OAuth 2

OAuth 2.0 Authentication

We continue to support both OAuth 2.0 tokens and access tokens for public API authentication.

Accessing OAuth Applications:

• Company Settings: Navigate to Company Settings > OAuth Applications.

Creating OAuth Applications:

• Admin-Only: Only admin users can create new applications.
• Process:
  1. Log in to your workspace.
  2. Go to Company Settings > OAuth Applications.
  3. Click Create Application.
  4. Enter a name for the application.

Client Credentials:

• Generation and Security: Upon creation, the system generates a client ID and client secret.

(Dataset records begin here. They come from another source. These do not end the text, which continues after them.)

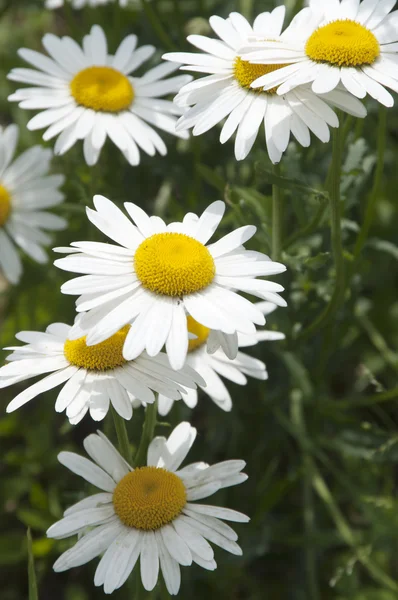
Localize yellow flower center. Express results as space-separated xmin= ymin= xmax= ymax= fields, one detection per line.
xmin=70 ymin=67 xmax=134 ymax=112
xmin=234 ymin=56 xmax=287 ymax=94
xmin=64 ymin=325 xmax=130 ymax=371
xmin=134 ymin=233 xmax=216 ymax=296
xmin=305 ymin=19 xmax=380 ymax=67
xmin=0 ymin=184 xmax=11 ymax=227
xmin=113 ymin=467 xmax=187 ymax=531
xmin=187 ymin=315 xmax=210 ymax=352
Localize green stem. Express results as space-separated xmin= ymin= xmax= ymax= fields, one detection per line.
xmin=111 ymin=406 xmax=131 ymax=463
xmin=354 ymin=106 xmax=387 ymax=261
xmin=290 ymin=395 xmax=321 ymax=600
xmin=271 ymin=165 xmax=283 ymax=260
xmin=134 ymin=400 xmax=158 ymax=467
xmin=296 ymin=128 xmax=345 ymax=340
xmin=141 ymin=0 xmax=174 ymax=50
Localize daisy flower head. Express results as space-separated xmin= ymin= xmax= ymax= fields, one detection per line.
xmin=0 ymin=125 xmax=67 ymax=284
xmin=163 ymin=6 xmax=366 ymax=163
xmin=8 ymin=25 xmax=189 ymax=166
xmin=45 ymin=0 xmax=129 ymax=9
xmin=55 ymin=196 xmax=286 ymax=369
xmin=47 ymin=422 xmax=249 ymax=595
xmin=158 ymin=301 xmax=285 ymax=416
xmin=244 ymin=0 xmax=398 ymax=107
xmin=0 ymin=323 xmax=205 ymax=425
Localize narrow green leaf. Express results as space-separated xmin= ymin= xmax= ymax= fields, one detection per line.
xmin=255 ymin=163 xmax=328 ymax=198
xmin=27 ymin=529 xmax=39 ymax=600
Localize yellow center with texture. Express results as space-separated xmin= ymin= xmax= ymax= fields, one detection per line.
xmin=0 ymin=184 xmax=11 ymax=227
xmin=187 ymin=315 xmax=210 ymax=352
xmin=134 ymin=233 xmax=216 ymax=297
xmin=70 ymin=67 xmax=134 ymax=113
xmin=234 ymin=57 xmax=287 ymax=94
xmin=64 ymin=325 xmax=130 ymax=371
xmin=305 ymin=19 xmax=380 ymax=67
xmin=113 ymin=467 xmax=187 ymax=531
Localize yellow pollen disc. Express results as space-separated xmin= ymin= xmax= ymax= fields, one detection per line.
xmin=305 ymin=19 xmax=380 ymax=67
xmin=70 ymin=67 xmax=134 ymax=112
xmin=113 ymin=467 xmax=187 ymax=531
xmin=187 ymin=315 xmax=210 ymax=352
xmin=0 ymin=184 xmax=11 ymax=227
xmin=134 ymin=233 xmax=216 ymax=296
xmin=64 ymin=325 xmax=130 ymax=371
xmin=234 ymin=57 xmax=287 ymax=94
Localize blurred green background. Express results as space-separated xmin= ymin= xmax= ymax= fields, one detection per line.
xmin=0 ymin=0 xmax=398 ymax=600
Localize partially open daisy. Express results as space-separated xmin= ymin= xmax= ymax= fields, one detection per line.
xmin=158 ymin=302 xmax=285 ymax=415
xmin=8 ymin=25 xmax=190 ymax=165
xmin=244 ymin=0 xmax=398 ymax=106
xmin=0 ymin=125 xmax=67 ymax=284
xmin=45 ymin=0 xmax=129 ymax=9
xmin=47 ymin=423 xmax=249 ymax=595
xmin=0 ymin=323 xmax=205 ymax=424
xmin=55 ymin=196 xmax=286 ymax=369
xmin=163 ymin=6 xmax=366 ymax=163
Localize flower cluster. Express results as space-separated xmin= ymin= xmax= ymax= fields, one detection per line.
xmin=0 ymin=0 xmax=398 ymax=594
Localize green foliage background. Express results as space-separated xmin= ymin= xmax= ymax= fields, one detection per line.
xmin=0 ymin=0 xmax=398 ymax=600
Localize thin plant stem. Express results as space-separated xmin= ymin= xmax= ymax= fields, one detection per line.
xmin=296 ymin=128 xmax=345 ymax=340
xmin=141 ymin=0 xmax=174 ymax=50
xmin=111 ymin=406 xmax=131 ymax=463
xmin=134 ymin=400 xmax=158 ymax=467
xmin=271 ymin=165 xmax=283 ymax=260
xmin=354 ymin=105 xmax=387 ymax=261
xmin=173 ymin=0 xmax=185 ymax=44
xmin=290 ymin=394 xmax=321 ymax=600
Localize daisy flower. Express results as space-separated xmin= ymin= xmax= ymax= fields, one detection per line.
xmin=47 ymin=423 xmax=249 ymax=595
xmin=55 ymin=196 xmax=286 ymax=369
xmin=8 ymin=25 xmax=189 ymax=165
xmin=0 ymin=125 xmax=67 ymax=284
xmin=0 ymin=323 xmax=206 ymax=425
xmin=45 ymin=0 xmax=129 ymax=9
xmin=244 ymin=0 xmax=398 ymax=106
xmin=158 ymin=302 xmax=285 ymax=416
xmin=163 ymin=6 xmax=366 ymax=163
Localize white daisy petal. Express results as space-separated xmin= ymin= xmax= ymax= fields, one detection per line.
xmin=58 ymin=452 xmax=115 ymax=492
xmin=140 ymin=531 xmax=159 ymax=592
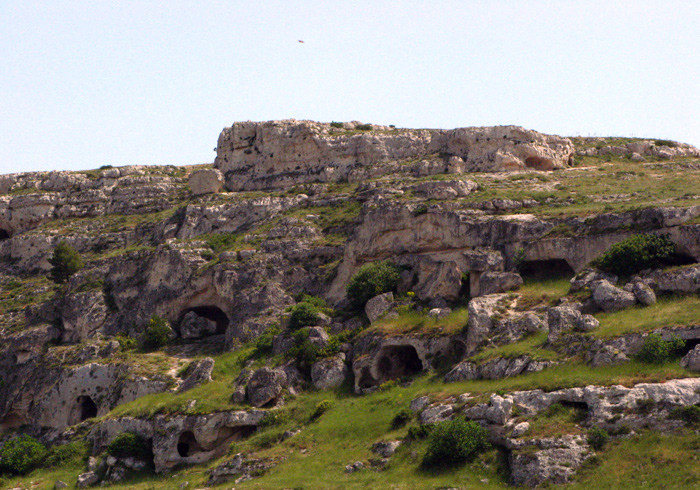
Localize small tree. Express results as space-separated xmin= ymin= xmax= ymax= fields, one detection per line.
xmin=49 ymin=240 xmax=85 ymax=284
xmin=637 ymin=333 xmax=685 ymax=364
xmin=289 ymin=302 xmax=318 ymax=330
xmin=347 ymin=261 xmax=401 ymax=308
xmin=142 ymin=315 xmax=173 ymax=350
xmin=0 ymin=434 xmax=46 ymax=475
xmin=594 ymin=233 xmax=678 ymax=276
xmin=422 ymin=417 xmax=489 ymax=469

The client secret is only visible once and can be regenerated for security reasons.

Token Generation:

• Authorization Endpoint: Use the following endpoint to generate an authorization token:

  {main-domain}/api/v2/pub/oauth/token
  

• Request Body:
  JSON

  {
      "grant_type": "client_credentials",
      "client_secret": "<clientSecret>",
      "client_id": "<clientId>"
  }
  

• Response: The response includes the token_type, expires_in, and access_token values.

Authenticating API Calls:

• Authorization Header: Include the access_token in the Authorization header of your API calls as a Bearer token.

Example:

Authorization: Bearer <token>

Additional Notes:

• Token Validity: Authorization tokens expire after 24 hours.
• Client Application Revoking: You can revoke client applications at any time to invalidate associated tokens.
• OAuth 2.0 Client Credentials Grant Type: This grant type provides access to all resources within the workspace.